Двадцатого июня был выпускной, а двадцать второго Стёпка забежал ко мне попрощаться — его вызвали, прислали телеграмму. Мы попрощались, выпив с позволения мамы бутылку сухого вина. Думали, скоро увидимся. Но про меня как будто забыли, и про Валерку тоже. Я поехал в Волгоград — поступать в юридический. Почему-то тогда мне хотелось стать следователем — разыскивать и выводить на чистую воду замаскировавшихся балогов-резидентов. Увы, я провалил первый же экзамен, вернулся домой и стал ждать повестки. Дождался. И здесь мне повезло — меня взяли в спецназ ГРУ. Это было ещё лучше, чем институт: я стал мечтать, как обращу обретённые навыки против инопланетных захватчиков…

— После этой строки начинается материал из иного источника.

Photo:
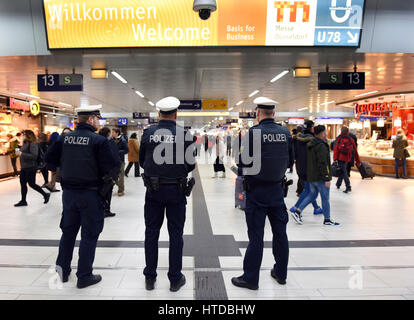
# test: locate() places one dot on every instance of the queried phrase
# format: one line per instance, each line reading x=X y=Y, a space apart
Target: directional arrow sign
x=353 y=37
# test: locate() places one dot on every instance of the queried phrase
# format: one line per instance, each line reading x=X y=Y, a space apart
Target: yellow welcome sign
x=215 y=105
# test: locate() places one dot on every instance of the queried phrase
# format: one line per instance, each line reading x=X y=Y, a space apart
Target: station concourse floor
x=369 y=256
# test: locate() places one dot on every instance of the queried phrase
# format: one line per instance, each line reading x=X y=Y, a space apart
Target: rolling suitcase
x=366 y=170
x=240 y=194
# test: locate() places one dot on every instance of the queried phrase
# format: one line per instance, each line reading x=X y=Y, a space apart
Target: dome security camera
x=204 y=8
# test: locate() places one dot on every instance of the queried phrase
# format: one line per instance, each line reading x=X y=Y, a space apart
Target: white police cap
x=265 y=103
x=89 y=110
x=168 y=105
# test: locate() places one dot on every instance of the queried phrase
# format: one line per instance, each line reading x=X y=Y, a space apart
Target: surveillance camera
x=204 y=8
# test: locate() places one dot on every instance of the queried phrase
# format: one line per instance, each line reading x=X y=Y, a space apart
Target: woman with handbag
x=400 y=145
x=28 y=163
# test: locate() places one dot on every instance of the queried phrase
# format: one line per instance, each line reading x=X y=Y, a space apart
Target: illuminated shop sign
x=19 y=105
x=34 y=108
x=326 y=121
x=376 y=109
x=161 y=23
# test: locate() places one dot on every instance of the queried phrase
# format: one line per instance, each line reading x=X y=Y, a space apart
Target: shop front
x=376 y=125
x=15 y=116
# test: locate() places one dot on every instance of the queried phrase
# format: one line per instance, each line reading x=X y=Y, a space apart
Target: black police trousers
x=262 y=202
x=81 y=209
x=169 y=200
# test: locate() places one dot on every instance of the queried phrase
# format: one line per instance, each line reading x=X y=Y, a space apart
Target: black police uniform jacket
x=83 y=156
x=276 y=152
x=167 y=151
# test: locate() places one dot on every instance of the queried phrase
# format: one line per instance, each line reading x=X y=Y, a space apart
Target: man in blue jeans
x=301 y=155
x=319 y=176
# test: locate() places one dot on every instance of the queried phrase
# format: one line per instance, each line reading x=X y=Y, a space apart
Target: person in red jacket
x=344 y=149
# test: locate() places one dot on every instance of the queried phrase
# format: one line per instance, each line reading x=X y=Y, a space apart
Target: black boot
x=239 y=282
x=150 y=284
x=95 y=279
x=176 y=286
x=21 y=204
x=279 y=280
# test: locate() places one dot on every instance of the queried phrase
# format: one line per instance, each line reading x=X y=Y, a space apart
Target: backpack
x=345 y=145
x=40 y=163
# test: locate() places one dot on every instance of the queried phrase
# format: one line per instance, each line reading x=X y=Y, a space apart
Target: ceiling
x=207 y=73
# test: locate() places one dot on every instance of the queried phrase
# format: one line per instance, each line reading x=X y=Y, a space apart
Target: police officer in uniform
x=167 y=156
x=265 y=194
x=84 y=159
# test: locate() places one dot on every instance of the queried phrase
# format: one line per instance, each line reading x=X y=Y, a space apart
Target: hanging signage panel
x=341 y=80
x=161 y=23
x=59 y=82
x=190 y=105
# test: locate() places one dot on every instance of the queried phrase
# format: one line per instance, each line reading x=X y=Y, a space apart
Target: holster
x=152 y=183
x=246 y=185
x=107 y=185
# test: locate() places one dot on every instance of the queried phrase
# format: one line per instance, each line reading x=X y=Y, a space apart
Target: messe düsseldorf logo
x=347 y=9
x=293 y=7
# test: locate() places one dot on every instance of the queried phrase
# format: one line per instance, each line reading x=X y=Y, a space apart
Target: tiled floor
x=375 y=210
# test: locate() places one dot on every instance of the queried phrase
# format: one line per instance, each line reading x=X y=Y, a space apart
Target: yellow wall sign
x=173 y=23
x=215 y=105
x=34 y=108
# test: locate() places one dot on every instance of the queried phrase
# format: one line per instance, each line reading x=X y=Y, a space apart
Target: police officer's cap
x=265 y=103
x=168 y=105
x=89 y=110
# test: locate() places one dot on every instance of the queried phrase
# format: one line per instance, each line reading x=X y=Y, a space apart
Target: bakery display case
x=379 y=153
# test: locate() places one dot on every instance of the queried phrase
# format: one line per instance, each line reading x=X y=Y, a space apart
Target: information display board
x=341 y=80
x=59 y=82
x=122 y=121
x=161 y=23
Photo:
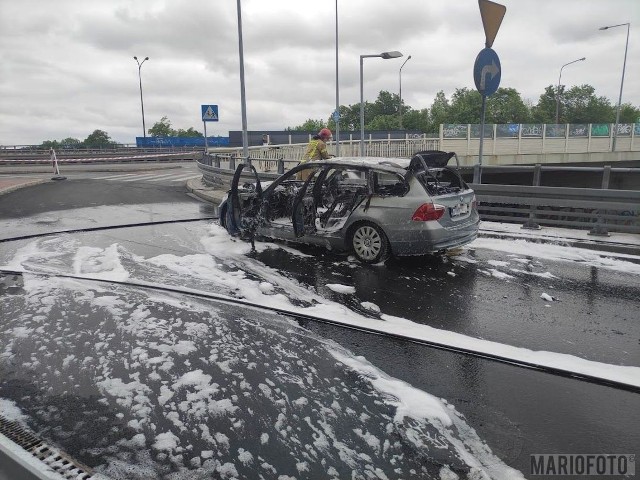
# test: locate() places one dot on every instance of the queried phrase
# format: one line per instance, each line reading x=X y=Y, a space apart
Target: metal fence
x=598 y=209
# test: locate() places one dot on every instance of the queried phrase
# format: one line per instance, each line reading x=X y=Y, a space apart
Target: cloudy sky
x=67 y=67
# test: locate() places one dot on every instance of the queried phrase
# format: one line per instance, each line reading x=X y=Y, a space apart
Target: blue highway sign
x=487 y=72
x=209 y=113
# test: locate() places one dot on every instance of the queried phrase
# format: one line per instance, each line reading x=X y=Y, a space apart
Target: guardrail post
x=531 y=223
x=476 y=173
x=600 y=228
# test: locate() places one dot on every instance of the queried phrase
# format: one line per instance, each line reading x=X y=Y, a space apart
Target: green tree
x=629 y=113
x=416 y=120
x=438 y=113
x=70 y=143
x=310 y=125
x=384 y=122
x=579 y=104
x=189 y=133
x=506 y=106
x=466 y=106
x=386 y=104
x=545 y=110
x=161 y=128
x=98 y=139
x=582 y=106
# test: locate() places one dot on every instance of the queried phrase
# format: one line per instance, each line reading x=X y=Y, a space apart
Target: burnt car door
x=243 y=205
x=325 y=207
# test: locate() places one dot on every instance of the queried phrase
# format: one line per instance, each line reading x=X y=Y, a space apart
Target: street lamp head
x=388 y=55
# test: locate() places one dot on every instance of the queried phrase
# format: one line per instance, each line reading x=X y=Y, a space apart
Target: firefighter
x=316 y=150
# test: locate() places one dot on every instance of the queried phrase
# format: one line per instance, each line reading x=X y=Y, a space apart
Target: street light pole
x=243 y=101
x=337 y=116
x=144 y=129
x=385 y=56
x=624 y=64
x=400 y=109
x=558 y=90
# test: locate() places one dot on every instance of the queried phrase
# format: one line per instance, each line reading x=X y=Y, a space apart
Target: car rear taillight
x=427 y=212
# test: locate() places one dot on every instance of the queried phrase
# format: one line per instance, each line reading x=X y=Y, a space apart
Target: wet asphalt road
x=516 y=411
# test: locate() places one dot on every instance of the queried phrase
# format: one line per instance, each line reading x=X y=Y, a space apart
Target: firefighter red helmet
x=325 y=133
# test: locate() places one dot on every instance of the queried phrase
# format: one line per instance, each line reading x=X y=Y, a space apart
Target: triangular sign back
x=492 y=15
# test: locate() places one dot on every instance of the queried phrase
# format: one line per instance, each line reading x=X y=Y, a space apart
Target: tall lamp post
x=558 y=90
x=400 y=74
x=337 y=113
x=624 y=64
x=243 y=98
x=144 y=129
x=385 y=56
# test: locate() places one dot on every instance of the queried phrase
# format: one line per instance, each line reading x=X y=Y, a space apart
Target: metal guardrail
x=599 y=209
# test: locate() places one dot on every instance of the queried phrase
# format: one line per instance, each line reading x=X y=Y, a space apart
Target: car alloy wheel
x=369 y=243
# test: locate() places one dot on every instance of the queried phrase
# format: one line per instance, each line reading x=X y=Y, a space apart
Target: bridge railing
x=598 y=209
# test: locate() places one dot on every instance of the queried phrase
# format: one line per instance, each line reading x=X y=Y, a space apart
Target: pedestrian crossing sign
x=209 y=113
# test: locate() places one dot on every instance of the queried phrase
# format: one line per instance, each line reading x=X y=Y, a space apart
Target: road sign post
x=486 y=69
x=209 y=114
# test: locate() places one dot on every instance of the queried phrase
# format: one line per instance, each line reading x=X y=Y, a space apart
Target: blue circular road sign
x=487 y=72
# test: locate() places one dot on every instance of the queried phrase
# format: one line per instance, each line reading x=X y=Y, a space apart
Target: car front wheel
x=369 y=243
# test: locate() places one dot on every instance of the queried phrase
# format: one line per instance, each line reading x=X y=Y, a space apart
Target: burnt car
x=371 y=206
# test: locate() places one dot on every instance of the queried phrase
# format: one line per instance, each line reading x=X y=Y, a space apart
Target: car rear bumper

Нас готовили на южное направление: Иран-Ирак-Афганистан. Но Афганистану внимания уделялось немного — неинтересная была страна, неперспективная с военной точки зрения; Ирак же был страной дружественной, и считалось, что в тяжёлый час мы придём ему на помощь. Учёба была безумно сложная и напряжённая, но притом и интересная. Мы учились снимать часовых, бить насмерть, совершать стокилометровые марш-броски, выходить в заданную точку, не имея ни карт, ни компаса, метко стрелять из любого оружия и любого положения, взрывать мосты лишь тем количеством пластита, которое можно утащить на себе, плывя (при этом на шее у тебя связанные шнурками ботинки, а в поднятой руке автомат), находить хорошо замаскированные объекты, передавать их координаты ракетчикам и удирать с такой скоростью, чтобы тебя не догнала ударная волна тактической ядерной боеголовки; одновременно с этим мы зубрили фарси и арабский в довольно приличных объёмах, — и я до сих пор кое-что помню! — изучали культуру и обычаи интересующих нас стран, чтобы в случае чего суметь пробраться к своим; водили машины разных марок, бронетранспортёры и даже пару раз танки; прыгали с парашютом с самолётов и вертолётов — тридцать прыжков; наконец, тренировались на выживание в самых разных местностях, от гор до болот… Как оказалось, два года для такой программы — вполне нормальный срок: всё усваиваешь, и не успевает надоесть. Когда подошёл дембель, мне предложили поступать в офицерское училище, и я согласился. Конкурс был двадцать два человека на место. Я прошёл. Если честно, я подозреваю, что мне слегка помогли. А может, показалось. Просто однажды послышалось, что один из экзаменаторов шепнул другому фамилию Ивана Павловича. Но так или иначе, я стал курсантом знаменитой (в узких кругах) Девятой учебной роты РВВДКУ. Это тоже была хорошая учёба — другая, но хорошая. После третьего курса меня отправили на войсковую практику на Дальний Восток, и я всласть побегал по тайге. Наверное, там я в тайгу и влюбился. Урождённым таёжникам этого не понять — рыба вряд ли любит воду. Потом был четвёртый курс — и выпуск. Уже вовсю шла афганская война.